This is a guest blog written by Meike de Goede, lecturer at Leiden University.
On Victimhood and Redemption – Lumumba and historic imagery in the Congo
In her recent blogpost ‘Legendary Words’, Mirjam de Bruijn asks the important question what today’s critical voices in Africa do with the words of people like Lumumba, Sankara and Fanon, inspirational heroes and activists of a past generation. When I lived in Kinshasa, I learned from young people, ngo workers, political activists, but also members of the political elites, police and army, and business elites that Lumumba is indeed an important symbol that practically all Congolese people carry in their hearts and minds. But it is not his words that have made such a lasting impression. In a recent article I argued that, instead, it is his death and the meaning of his death in Congolese history that carries the symbolic value. His death that has become almost like an original sin of independent Congo and from which people seek redemption ever since.

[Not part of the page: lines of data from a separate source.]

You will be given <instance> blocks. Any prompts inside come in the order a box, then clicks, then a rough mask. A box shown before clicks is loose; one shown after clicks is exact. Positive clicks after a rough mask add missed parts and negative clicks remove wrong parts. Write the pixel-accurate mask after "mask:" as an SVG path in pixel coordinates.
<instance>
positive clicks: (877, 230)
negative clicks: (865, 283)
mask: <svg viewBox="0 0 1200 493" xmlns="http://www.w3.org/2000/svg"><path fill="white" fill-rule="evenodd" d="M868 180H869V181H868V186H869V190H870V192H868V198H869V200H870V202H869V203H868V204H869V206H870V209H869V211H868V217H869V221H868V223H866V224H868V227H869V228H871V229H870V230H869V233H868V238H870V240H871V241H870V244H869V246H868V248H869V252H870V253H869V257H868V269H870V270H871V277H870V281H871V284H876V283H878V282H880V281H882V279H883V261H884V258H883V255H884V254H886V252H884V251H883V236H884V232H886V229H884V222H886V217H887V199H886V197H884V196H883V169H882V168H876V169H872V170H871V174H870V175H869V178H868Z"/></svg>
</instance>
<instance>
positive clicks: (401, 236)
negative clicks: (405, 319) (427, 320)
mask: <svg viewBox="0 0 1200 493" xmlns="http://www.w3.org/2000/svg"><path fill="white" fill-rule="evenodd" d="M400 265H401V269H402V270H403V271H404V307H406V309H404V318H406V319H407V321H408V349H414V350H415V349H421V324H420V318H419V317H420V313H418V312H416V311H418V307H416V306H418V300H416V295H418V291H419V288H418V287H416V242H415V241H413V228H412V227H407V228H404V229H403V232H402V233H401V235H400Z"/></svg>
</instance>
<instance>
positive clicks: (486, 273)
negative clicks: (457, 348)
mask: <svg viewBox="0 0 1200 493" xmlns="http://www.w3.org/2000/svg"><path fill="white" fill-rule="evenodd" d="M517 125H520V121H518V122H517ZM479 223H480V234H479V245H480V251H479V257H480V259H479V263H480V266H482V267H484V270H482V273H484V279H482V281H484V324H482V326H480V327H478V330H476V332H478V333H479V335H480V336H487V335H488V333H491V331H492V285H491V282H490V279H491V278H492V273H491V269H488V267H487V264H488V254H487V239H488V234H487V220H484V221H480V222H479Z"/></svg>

The symbolism of the tragedy of Lumumba is deeply Christian. In Congolese visual art he is often portrayed with the three crosses of Golgotha on the background. He died to save the people of the Congo. The fact that there are no physical remains of his body thus adds to the symbolic value of Lumumba as messiah. In the eyes of many Congolese, former colonial power Belgium and its American allies killed Lumumba because they did not want Congo to be truly free. Lumumba was claiming that true freedom when he uttered that impromptu speech on Independence Day and thus had to die.
For the people of Congo today, what happened to Lumumba remains an important lesson about how the world works. And people are constantly reminded that this remains to be so. The fight for true freedom, for redemption from this original sin, remains the political struggle for the Congolese for a genuine independence. The perpetual misery that the country has known since its independence is framed in this meta narrative of perpetual victimhood of foreign domination. According to this view on history, Mobutu was a pawn of Western powers, Rwandese intervention in 1996 was instrumentalized by Western powers through its pawn Rwanda, and the perpetual conflict ever since is only the latest in a series of strategies to prevent Congo from being truly sovereign and for the people to profit from the country’s wealth. Lumumba thus represents the perpetual relations of domination and subordination between the powerful western world and Africa, and the almost impossible quest for redemption.
Identifying with Lumumba the saviour of the dignity and freedom of the Congo is therefore almost a necessary discourse for anybody that advocates real change in this troubled country. When Laurent-Désiré Kabila (a self-proclaimed Lumumbist freedom fighter) was shot dead, a popular comment was that he was ‘shot by his body guard, remote controlled by the West’. Laurent-Désiré Kabila was very unpopular with Western powers, and claimed that his toppling of Mobutu was the completion of the struggle for independence. A few years later he was dead, in the eyes of many Congolese, it was history repeating itself.
Besides the power of the words that Lumumba spoke, the imagery of Lumumba is a truly powerful narrative of perpetual victimhood that frames people’s understanding of their relations with the rest of the world and with the whole industry of development aid and peacebuilding that has swarmed the country in recent decades.
Paradoxically, the imagery of Lumumba simultaneously claims and denies agency. People find inspiration to claim true freedom and dignity, and to break the dark cloud of victimhood that hangs over Congo ever since the death of Lumumba, to fight for redemption. This is a truly effective populist political discourse that any aspiring political leader will draw on. On the other hand, it is a narrative that essentially emphasises the lack of agency to determine one’s own destiny and the inability to ever escape the perpetual misery of an all-powerful west that continues to dominate Congo using whatever means necessary. It is a narrative of victimhood, a promise of heroic victimhood that succeeds in redeeming Congolese people, and a warning of tragic victimhood that can essentially never escape victimhood. As such it has become a paradoxical narrative that enables current President Kabila to argue that he is fighting to reclaim Congolese dignity, while people simultaneously know that he can actually not achieve this, or he will pay for it with his life. Even opposition members told me that they understood that President Kabila has his hands tied – ‘look what happened to his father’.
The tragedy of Lumumba has thus become the tragedy of the country and its people as a whole – captured in a ruthless game of power and money in which they are only objects. They cannot control their destiny, claim and exercise their sovereignty. Herein lies the true tragedy of the history of Lumumba for Congo today – the narrative perpetuates a position of victimhood and make people believe they lack agency, to take control over their lives and make the changes they so desperately need and deserve. The events with Lumumba have left the Congolese with a fundamental distrust with the rest of the world. A meta narrative that is so strong, and that people see constantly repeated throughout the course of history, that people have lost the confidence that they can escape from it, trusting neither western donors nor Congolese political elites. But it is also a narrative that continues to call for redemption and that gives people hope when redemption seems possible. It is at such moments that Lumumba becomes an inspiration for political action. Congo is at a crossroads, again. Will people use the imagery of Lumumba to strive for redemption, to escape from perpetual subjection to bad-governance and to claim the agency to establish democracy, good governance and the true, genuine freedom that Lumumba represents?